Hothead, bully, fighter. Many folks in this East Texas town describe Jeffrey Doyle Robertson (search) a lot like the tattoo on his arm: Yosemite Sam (search) brandishing two guns next to the words "Born to Raise Hell."

But others say the father charged with shooting and critically wounding his son's high school football coach at the field house Thursday is a caring, devoted father driven to violence by unresponsive school officials who he believed treated his son unfairly.

Robertson, a 45-year-old father of two, allegedly shot coach and athletic director Gary Joe Kinne (search) with an automatic handgun, fled in a black pickup believed to be loaded with weapons and was found in a wooded area near a Smith County golf course with his wrists slashed, said Canton Police Chief Mike Echols.

He was treated at a Tyler hospital and then jailed in Van Zandt County. Robertson was charged Friday with aggravated assault with a deadly weapon, a second-degree felony punishable by two to 20 years in prison and a fine of up to $10,000. Canton Municipal Judge Lilia Durham set his bond at $1 million.

Robertson, who appeared haggard yet calm during his arraignment, occasionally looked down to adjust the bandages on his wrists. He was not required to enter a plea. His attorney, William Reece, declined to comment.

The coach, who was shot in the chest, underwent surgery at a Tyler hospital and remained in critical but stable condition Friday, Canton schools Superintendent Larry Davis said in a statement.

Kinne was alone in the field house when he was shot but managed to call the school's office, Davis said. The principal applied pressure to the wound until medical help arrived.

Baseball and softball games scheduled for Friday were postponed, but otherwise the school schedule was back to normal, Davis said.

"Yesterday, evil reared its head in Canton, Texas," he said. "It is useless to speculate on the motives of the shooter since no motive justifies this type of violence."

Police were investigating a possible motive, but they said Robertson appeared to have several targets, including one other football coach.

"He has a hot temper, aggressive, he doesn't think about anything," said Steve Smith Sr., whose son is a defensive end and kicker on the team. "You see him around town, you get away from him as soon as you can."

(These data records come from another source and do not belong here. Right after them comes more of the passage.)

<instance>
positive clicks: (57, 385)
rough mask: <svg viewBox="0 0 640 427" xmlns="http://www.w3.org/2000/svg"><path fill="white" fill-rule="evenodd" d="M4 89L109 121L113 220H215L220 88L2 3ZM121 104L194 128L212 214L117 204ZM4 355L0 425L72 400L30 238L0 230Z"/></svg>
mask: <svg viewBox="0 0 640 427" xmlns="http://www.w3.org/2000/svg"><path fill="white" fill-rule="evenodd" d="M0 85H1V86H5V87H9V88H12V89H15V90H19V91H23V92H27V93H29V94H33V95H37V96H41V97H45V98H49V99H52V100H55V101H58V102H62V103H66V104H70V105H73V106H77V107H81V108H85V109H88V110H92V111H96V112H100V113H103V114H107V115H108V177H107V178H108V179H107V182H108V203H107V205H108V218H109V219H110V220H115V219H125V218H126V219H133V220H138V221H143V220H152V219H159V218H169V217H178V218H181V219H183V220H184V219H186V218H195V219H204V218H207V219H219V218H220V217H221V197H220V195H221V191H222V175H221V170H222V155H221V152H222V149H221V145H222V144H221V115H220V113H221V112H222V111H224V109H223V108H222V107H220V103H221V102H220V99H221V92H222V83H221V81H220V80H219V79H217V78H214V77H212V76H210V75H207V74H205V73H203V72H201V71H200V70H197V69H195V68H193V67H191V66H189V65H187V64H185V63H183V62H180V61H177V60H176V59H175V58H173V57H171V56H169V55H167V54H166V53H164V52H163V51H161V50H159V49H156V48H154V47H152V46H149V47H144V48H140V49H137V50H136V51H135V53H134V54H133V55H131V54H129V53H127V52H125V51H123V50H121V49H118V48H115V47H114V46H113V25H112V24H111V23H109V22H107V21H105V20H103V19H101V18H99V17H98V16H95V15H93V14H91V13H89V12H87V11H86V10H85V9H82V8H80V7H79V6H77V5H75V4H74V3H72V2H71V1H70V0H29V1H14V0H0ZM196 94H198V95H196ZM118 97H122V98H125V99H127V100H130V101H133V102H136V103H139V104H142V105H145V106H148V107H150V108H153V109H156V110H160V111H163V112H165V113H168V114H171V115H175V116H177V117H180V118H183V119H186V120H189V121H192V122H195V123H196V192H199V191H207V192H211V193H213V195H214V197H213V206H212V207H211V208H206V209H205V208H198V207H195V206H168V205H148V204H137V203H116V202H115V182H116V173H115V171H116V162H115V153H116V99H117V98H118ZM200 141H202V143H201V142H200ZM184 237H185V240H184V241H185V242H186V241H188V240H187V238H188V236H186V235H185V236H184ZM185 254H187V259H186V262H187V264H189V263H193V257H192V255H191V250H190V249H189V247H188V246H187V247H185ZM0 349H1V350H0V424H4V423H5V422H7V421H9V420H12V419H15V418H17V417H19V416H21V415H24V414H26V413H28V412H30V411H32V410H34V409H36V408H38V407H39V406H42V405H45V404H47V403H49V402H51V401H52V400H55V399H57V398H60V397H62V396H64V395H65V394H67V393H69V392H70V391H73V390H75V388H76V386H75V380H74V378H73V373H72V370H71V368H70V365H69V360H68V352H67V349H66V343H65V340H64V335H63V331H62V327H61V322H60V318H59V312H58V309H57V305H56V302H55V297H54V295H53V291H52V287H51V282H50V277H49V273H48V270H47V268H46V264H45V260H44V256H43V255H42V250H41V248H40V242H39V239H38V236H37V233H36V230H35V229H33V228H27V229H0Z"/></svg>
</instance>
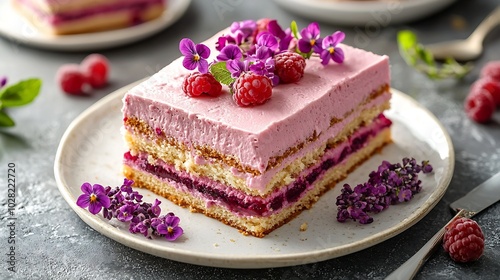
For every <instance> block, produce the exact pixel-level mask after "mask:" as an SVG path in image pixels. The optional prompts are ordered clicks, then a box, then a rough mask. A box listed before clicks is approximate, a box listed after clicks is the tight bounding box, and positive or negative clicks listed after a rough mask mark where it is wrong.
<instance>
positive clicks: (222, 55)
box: [217, 45, 243, 61]
mask: <svg viewBox="0 0 500 280" xmlns="http://www.w3.org/2000/svg"><path fill="white" fill-rule="evenodd" d="M241 57H243V54H242V53H241V49H240V48H239V47H238V46H235V45H227V46H225V47H224V48H223V49H222V50H221V52H220V54H219V55H218V56H217V60H219V61H228V60H238V59H240V58H241Z"/></svg>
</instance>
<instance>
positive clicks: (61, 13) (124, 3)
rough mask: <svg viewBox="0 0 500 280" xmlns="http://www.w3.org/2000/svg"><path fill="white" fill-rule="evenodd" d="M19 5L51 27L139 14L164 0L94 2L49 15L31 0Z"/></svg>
mask: <svg viewBox="0 0 500 280" xmlns="http://www.w3.org/2000/svg"><path fill="white" fill-rule="evenodd" d="M15 1H17V2H18V3H19V5H22V6H26V7H27V8H29V9H30V10H32V11H33V12H34V13H35V14H36V15H37V16H39V17H40V18H42V19H43V20H44V21H45V22H47V23H49V24H51V25H58V24H64V23H66V22H68V21H72V20H79V19H82V18H88V17H92V16H95V15H101V14H106V13H115V12H119V11H124V10H130V11H132V12H140V11H141V10H144V9H146V8H148V7H150V6H152V5H163V4H164V2H165V0H121V1H119V2H112V3H111V4H108V3H106V1H100V2H98V3H97V2H96V5H95V6H93V7H89V8H85V9H82V10H76V11H68V12H60V13H54V14H50V13H47V12H45V11H42V10H41V9H40V8H39V7H38V6H37V5H36V4H34V3H33V1H31V0H15ZM45 2H47V5H48V6H50V4H52V3H55V4H57V5H61V4H62V3H64V2H61V1H59V2H57V1H48V0H47V1H45Z"/></svg>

Smith said Robertson had threatened his son, grabbing his shirt once and pushing him against a fence, because he thought Steve Smith Jr. had picked on his own son, Baron.

Smith said he warned school officials and police about Robertson's threats, but they did not respond effectively. Davis and the police chief said they had been unaware of the severity of the situation.

Rhonda Miller, a cousin of Robertson's wife, said Robertson shouldn't be portrayed as a "lunatic" because he wasn't the only one frustrated with the athletic program.

"A lot of parents are upset. This is not a single incident, and if they don't take care of it, it could escalate," said Miller, one of about a dozen family members who gathered at the jail Thursday night.

Some parents said there were frustrations with the program and the coach whose son was made the starting quarterback as a freshman.

"All parents face that, you know," said Mark Crapanzano, whose small-framed son is a sophomore receiver and backup quarterback. "But that's no reason for violence, Some deal with it better than others. You have to be rational. Accept it. Practice hard and accept it."

Kinne came to Canton in 2003 for his first head coaching job after working as an assistant at Mesquite High School. In his first season he took a team that was 3-7 the previous year to an 8-3 record and their first playoff win in 39 years. In 2004 Canton started the season with six straight wins, and finished 8-2, narrowly missing the playoffs on a tiebreaker.

Son G.J. is the oldest of his three children and the coach was an All-Southwest Conference performer at Baylor in 1988.

Police said they weren't sure what set off Robertson. Some students said they were told by a coach that Robertson's son had been banned from school athletics the day before, but Echols said he couldn't confirm that.

Robertson was banned from the school's campus last fall and told not to attend school functions, including football games, after a several confrontations with coaches, Echols said. One of those included Robertson "shoving and verbally abusing" coaches at the annual football players picnic in September, he said.

Grim news of the shooting shook this touristy town of about 3,500 residents located some 60 miles east of Dallas known for its First Monday Trade Days, a massive flea market the first Monday of each month.

Students were sequestered in their classrooms immediately after the shooting as frantic parents raced to campus and waited hours to make sure their kids were safe.